Pecorino Romano: il prezzo sale. Oilos, se ci sei batti un colpo

Un’immagine storica del pastoralismo sardo, divulgata dal Comune di Ollollai in occasione del conferimento del titolo di Patrimonio Intangibile dell’Umanità dell’Unesco

Il prezzo del Pecorino Romano riprende a salire, e puntualmente si torna a parlare di latte sottopagato, della necessità di remunerare meglio la materia prima ai pastori e agli allevatori sardi, e nulla più.
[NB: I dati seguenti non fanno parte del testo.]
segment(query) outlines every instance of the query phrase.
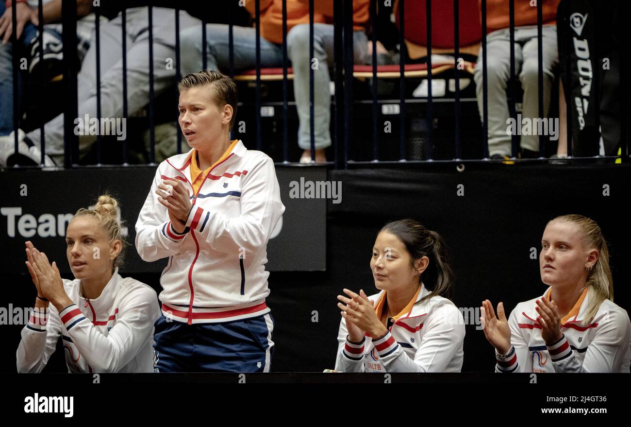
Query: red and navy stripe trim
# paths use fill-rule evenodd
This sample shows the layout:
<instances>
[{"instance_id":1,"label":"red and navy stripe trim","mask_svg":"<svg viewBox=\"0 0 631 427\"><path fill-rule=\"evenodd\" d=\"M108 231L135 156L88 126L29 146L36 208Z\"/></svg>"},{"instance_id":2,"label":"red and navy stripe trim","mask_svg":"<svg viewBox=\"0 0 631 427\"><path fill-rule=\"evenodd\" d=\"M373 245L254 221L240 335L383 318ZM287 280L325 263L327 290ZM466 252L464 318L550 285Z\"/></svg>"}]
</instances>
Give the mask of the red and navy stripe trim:
<instances>
[{"instance_id":1,"label":"red and navy stripe trim","mask_svg":"<svg viewBox=\"0 0 631 427\"><path fill-rule=\"evenodd\" d=\"M399 348L399 344L394 340L394 337L390 334L390 331L386 332L383 337L376 340L374 339L372 343L375 345L375 349L379 352L380 358L391 354Z\"/></svg>"},{"instance_id":2,"label":"red and navy stripe trim","mask_svg":"<svg viewBox=\"0 0 631 427\"><path fill-rule=\"evenodd\" d=\"M70 332L70 330L81 320L85 320L85 316L81 312L76 304L73 304L59 312L59 318L61 323L66 327L66 330Z\"/></svg>"},{"instance_id":3,"label":"red and navy stripe trim","mask_svg":"<svg viewBox=\"0 0 631 427\"><path fill-rule=\"evenodd\" d=\"M241 191L228 191L227 193L209 193L208 194L198 194L198 198L206 198L206 197L227 197L228 196L241 196Z\"/></svg>"},{"instance_id":4,"label":"red and navy stripe trim","mask_svg":"<svg viewBox=\"0 0 631 427\"><path fill-rule=\"evenodd\" d=\"M548 353L550 355L553 362L558 362L572 356L572 348L565 335L562 335L557 342L546 346L548 347Z\"/></svg>"},{"instance_id":5,"label":"red and navy stripe trim","mask_svg":"<svg viewBox=\"0 0 631 427\"><path fill-rule=\"evenodd\" d=\"M162 234L164 234L165 237L167 239L174 242L179 242L181 241L190 231L191 228L189 227L184 227L183 232L177 232L175 229L174 229L173 224L170 221L165 223L162 227Z\"/></svg>"},{"instance_id":6,"label":"red and navy stripe trim","mask_svg":"<svg viewBox=\"0 0 631 427\"><path fill-rule=\"evenodd\" d=\"M344 348L342 349L342 353L345 357L351 360L355 361L362 360L363 358L363 347L365 342L365 337L359 342L353 342L348 339L348 335L346 335L346 342L344 344Z\"/></svg>"}]
</instances>

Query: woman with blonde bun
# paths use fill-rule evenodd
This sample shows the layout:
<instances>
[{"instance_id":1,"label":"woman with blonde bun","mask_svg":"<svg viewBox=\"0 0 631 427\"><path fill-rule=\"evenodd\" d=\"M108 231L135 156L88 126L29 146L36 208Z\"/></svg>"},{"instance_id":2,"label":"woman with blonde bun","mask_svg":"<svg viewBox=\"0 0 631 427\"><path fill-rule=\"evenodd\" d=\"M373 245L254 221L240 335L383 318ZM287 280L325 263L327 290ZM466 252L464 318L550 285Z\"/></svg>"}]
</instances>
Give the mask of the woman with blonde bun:
<instances>
[{"instance_id":1,"label":"woman with blonde bun","mask_svg":"<svg viewBox=\"0 0 631 427\"><path fill-rule=\"evenodd\" d=\"M74 280L26 242L27 267L37 291L22 330L18 372L40 372L61 335L69 372L152 372L153 323L160 316L150 287L122 277L126 244L116 200L105 195L81 208L68 224L66 255Z\"/></svg>"}]
</instances>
Oltre il comune sentire, che investe i produttori stessi, alimentando le chiacchiere da bar e le vuote indignazioni da social network, non si registrano argomentazioni in grado di incidere sul piano concreto.
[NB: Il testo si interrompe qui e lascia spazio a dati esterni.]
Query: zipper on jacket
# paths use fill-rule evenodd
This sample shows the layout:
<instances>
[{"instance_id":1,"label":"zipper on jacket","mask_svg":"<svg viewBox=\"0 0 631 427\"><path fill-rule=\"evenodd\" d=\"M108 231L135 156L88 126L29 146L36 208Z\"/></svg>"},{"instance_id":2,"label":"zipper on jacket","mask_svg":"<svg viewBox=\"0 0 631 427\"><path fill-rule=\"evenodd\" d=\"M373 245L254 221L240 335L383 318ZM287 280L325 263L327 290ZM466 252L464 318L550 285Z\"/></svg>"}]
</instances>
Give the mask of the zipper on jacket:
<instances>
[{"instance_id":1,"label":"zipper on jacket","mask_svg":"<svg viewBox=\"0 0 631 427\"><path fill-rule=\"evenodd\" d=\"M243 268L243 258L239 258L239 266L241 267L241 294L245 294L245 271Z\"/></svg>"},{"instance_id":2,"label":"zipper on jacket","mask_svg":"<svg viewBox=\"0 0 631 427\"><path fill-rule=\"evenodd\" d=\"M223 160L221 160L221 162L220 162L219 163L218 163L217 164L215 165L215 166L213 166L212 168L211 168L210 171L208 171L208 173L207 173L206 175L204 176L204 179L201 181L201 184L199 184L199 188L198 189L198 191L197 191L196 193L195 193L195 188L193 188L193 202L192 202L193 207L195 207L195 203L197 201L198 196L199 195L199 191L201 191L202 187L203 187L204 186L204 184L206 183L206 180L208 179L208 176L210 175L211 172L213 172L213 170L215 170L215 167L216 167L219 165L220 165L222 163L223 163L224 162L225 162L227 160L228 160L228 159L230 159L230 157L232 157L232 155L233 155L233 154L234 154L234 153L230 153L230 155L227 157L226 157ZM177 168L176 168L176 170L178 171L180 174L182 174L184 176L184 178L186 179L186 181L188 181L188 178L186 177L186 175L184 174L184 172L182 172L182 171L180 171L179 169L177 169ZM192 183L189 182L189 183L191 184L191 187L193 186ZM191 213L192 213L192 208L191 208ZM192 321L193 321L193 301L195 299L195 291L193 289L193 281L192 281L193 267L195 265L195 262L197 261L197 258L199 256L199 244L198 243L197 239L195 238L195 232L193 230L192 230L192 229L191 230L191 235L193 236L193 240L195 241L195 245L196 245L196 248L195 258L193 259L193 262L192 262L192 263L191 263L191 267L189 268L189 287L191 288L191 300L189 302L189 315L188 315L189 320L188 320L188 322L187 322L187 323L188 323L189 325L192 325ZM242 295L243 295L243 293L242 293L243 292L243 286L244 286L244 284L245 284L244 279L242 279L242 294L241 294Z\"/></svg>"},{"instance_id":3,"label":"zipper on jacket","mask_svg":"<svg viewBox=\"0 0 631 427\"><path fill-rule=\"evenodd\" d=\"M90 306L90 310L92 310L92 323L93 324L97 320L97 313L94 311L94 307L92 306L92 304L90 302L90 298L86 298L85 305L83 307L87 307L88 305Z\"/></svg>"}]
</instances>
Il prezzo del formaggio più prodotto (e più esportato) della Sardegna è finalmente tornato a registrare un apprezzamento significativo, toccando nei giorni scorsi gli 8,50€ al chilo, e nonostante ciò il latte continua ad essere remunerato 0,60€ al litro, più eventuali e spesso irrisori premi, assegnati per la cosiddetta qualità (ma grassi e proteine non sono i fattori della qualità reale; lo sono la qualità dei grassi, che viene dall’erba, ndr). Qualcosa – è evidente – non va nell’atteggiamento degli industriali, che risulta come sempre speculativo. Come a dire che il lupo perde il pelo ma non il vizio: ce ne vogliamo forse meravigliare?

La non-notizia, quindi, a guardar bene, sta nell’atteggiamento con cui la questione viene trattata in questi giorni, con gli argomenti di sempre, nel modo di sempre, che quasi mai hanno prodotto risultati significativi.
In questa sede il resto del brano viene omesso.